Une autre connotation, très importante, du mot pasos est liée aux processions de la Semaine Sainte, à Séville. Au son des tambours, les figures religieuses sont portées à travers la ville - images de mort, images d’espoir… Dans le pasodoble, deux individus se retrouvent dans une danse symbolique pour s’effacer du monde réel et se trouver en relation avec l’ombre et la lumière : pour affronter la mort, il faut dire la vie.
L’énergie et la vivacité des 6 danseurs, durant 1 heure de programme, se cristallisent en de nombreux affrontements et enlacements au coeur d’autant de scènes qui font écho aux déclinaisons sémiologiques du titre.
Les danseurs Caroline Blanc, Gildas Diquero, Ludovic Galvan, Tuomas Lahti, Virginie Lauwerier et Christian Ubl. Les 6 musiciens virtuoses de l’ensemble TM+, réunis autour de Laurent Cuniot, donnent son chant à la partition de Philippe Fénelon qui, entre retenues et éclats, prend le risque d’un pas double avec le genre populaire du pasodoble.
Pasodoble est créé en présence des danseurs et des musiciens, pour le Festival de Marseille 2007. La configuration scénique restant à définir (tous en scène ou scène/fosse), elle intègre les spécificités des théâtres ou opérateurs partenaires de la tournée de création. TM + enregistre la musique pour la version légère de tournée.
Si la rencontre initiale s’est effectuée sur la scène de l’Opéra de Paris, elle s’est concrétisée pour le projet Cadenza/K.danza en 2002 autour de la notion d’oeuvre soliste : c’est à Philippe Fénelon que Michel Kelemenis propose la création musicale de Pasodoble, sur la base intuitive d’un côtoiement d’airs festifs de bandes taurines avec les sonorités moins attendues d’une expression contemporaine.
L’ensemble musical TM+ sous la direction de Laurent Cuniot adopte pour ce projet une géométrie particulière pour 6 musiciens et électronique, incluant certaines caractéristiques instrumentales d’une fanfare et permettant l’alternance entre des pasodobles et la partition de Fénelon qui organise glissements et frictions. La Maison de la musique de Nanterre à laquelle est associé TM+ porte la rencontre.
Ballotté depuis toujours entre expression populaire ou savante, Michel Kelemenis réunit dans ce projet son plaisir de musiques ancrées dans la mémoire collective, comme pour Besame mucho, La danse de Mélina, Vaste ciel !!, Anthère, L’homme, la femme et George… et son attrait pour un dialogue de la danse avec les écritures musicales d’aujourd’hui : Le paradoxe de la femmepoisson, Faune Fomitch, Ulysse et Pénélope, L’ombre des jumeaux…

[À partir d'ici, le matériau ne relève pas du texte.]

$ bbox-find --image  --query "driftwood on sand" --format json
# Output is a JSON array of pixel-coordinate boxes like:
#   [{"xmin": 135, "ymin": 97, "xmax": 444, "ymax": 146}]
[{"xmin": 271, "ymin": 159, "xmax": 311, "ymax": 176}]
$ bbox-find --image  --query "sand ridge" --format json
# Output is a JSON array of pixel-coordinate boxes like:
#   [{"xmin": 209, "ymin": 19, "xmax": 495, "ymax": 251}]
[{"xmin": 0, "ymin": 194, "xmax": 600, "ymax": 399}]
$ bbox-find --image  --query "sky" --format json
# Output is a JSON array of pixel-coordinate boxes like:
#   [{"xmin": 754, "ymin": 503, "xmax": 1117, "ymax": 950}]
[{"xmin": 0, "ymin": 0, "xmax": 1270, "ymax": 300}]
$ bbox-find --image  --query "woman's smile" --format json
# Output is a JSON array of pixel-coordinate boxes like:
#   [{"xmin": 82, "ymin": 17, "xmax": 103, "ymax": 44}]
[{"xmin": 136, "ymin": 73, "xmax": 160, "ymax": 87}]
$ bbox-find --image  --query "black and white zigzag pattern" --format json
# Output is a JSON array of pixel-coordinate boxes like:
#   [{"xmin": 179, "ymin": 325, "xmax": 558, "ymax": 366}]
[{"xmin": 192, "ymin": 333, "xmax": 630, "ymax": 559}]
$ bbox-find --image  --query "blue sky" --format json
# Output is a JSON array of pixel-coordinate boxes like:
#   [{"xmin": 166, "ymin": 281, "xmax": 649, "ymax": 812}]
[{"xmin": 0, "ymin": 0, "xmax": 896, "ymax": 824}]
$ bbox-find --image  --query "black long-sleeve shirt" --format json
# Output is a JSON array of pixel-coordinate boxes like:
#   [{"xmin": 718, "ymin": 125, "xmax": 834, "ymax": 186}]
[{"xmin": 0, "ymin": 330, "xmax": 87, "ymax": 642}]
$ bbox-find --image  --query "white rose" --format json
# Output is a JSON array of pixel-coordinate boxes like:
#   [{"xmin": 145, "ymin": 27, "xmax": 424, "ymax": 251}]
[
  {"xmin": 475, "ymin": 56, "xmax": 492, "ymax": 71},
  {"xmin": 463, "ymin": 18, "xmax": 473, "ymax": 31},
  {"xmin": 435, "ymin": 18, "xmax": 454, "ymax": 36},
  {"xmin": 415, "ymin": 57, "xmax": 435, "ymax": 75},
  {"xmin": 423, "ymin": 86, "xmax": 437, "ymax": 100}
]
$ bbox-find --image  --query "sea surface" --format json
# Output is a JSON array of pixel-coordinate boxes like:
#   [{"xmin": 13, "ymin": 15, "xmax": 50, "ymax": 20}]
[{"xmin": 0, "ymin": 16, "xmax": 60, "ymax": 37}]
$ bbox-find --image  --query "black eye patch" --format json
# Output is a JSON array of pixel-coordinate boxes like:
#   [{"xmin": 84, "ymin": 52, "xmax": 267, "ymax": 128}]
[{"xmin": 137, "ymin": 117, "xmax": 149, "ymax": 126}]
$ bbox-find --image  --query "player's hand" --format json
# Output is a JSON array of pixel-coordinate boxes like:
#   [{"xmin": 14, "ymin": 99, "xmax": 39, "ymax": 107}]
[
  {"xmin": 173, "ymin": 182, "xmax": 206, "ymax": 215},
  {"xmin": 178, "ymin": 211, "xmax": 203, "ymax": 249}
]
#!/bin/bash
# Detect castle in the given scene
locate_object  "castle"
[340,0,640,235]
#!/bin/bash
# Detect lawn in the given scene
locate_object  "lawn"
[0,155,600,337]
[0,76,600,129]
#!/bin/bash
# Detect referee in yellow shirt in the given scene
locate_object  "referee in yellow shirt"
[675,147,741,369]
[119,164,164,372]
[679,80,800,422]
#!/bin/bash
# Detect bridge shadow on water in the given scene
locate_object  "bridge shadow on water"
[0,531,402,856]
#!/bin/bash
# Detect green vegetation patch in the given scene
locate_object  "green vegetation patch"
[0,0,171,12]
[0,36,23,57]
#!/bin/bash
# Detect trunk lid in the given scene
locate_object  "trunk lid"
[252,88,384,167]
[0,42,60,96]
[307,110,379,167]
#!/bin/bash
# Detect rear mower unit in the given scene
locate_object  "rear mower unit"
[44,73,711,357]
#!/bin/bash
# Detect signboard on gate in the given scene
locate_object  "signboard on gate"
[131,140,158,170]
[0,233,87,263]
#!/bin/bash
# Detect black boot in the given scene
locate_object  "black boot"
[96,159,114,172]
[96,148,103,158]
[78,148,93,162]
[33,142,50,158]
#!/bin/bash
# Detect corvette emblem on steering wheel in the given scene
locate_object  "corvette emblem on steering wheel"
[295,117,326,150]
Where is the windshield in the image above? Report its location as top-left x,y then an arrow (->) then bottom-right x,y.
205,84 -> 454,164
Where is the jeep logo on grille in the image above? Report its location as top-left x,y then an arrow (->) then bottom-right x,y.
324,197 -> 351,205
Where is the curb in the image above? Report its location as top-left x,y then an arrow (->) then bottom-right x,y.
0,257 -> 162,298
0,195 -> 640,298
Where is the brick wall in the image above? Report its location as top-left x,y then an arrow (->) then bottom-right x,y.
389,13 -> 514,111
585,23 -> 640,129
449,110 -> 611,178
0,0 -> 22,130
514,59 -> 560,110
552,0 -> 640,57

Sans autre culture musicale initiale qu’une radio régionale consacrée à la variété, c’est avec l’écoute rapprochée de Debussy (pour Clin de lune, Mouvements/Ibéria, Image) qu’il s’ouvre aux musiques “sérieuses”, côtoyant au fil de ses créations les oeuvres de Takemitsu, Ravel, Dutilleux, Dusapin ou Aperghis… collaborant avec des compositeurs dont Erik M, Didier Puntos, Gilles Grand ou plus récemment Christian Zanési et Philippe Fénelon. Les 6 pièces qui constituent la création 2005, Aphorismes géométriques, forment des portraits chorégraphiques associés aux oeuvres de 5 compositeurs, Georges Boeuf, Stephan Dunkelman, Olivier Stalla, Patrick Portella et Inge Morgenroth, commanditées par le GMEM/Centre national de musique contemporaine de Marseille.
La collaboration réussie du chorégraphe avec Agatha Ruiz de la Prada pour Besame mucho trouve son prolongement naturel autour de la popularité d’un genre musical et d’images de ferveur que l’Espagne partage parfois avec le sud de la France. La styliste madrilène se joue des notions de symbole et d’emblème par l’utilisation de couleurs lumineuses et de motifs directs et simples. Son refus du noir trahit un désir incommensurable d’optimisme et témoigne de la force d’une vie qu’elle ne peut imaginer que belle. C’est à partir des maquettes dessinées que le costumier Philippe Combeau, autrefois interprète auprès de Michel Kelemenis, adapte les modèles aux exigences particulières de la danse.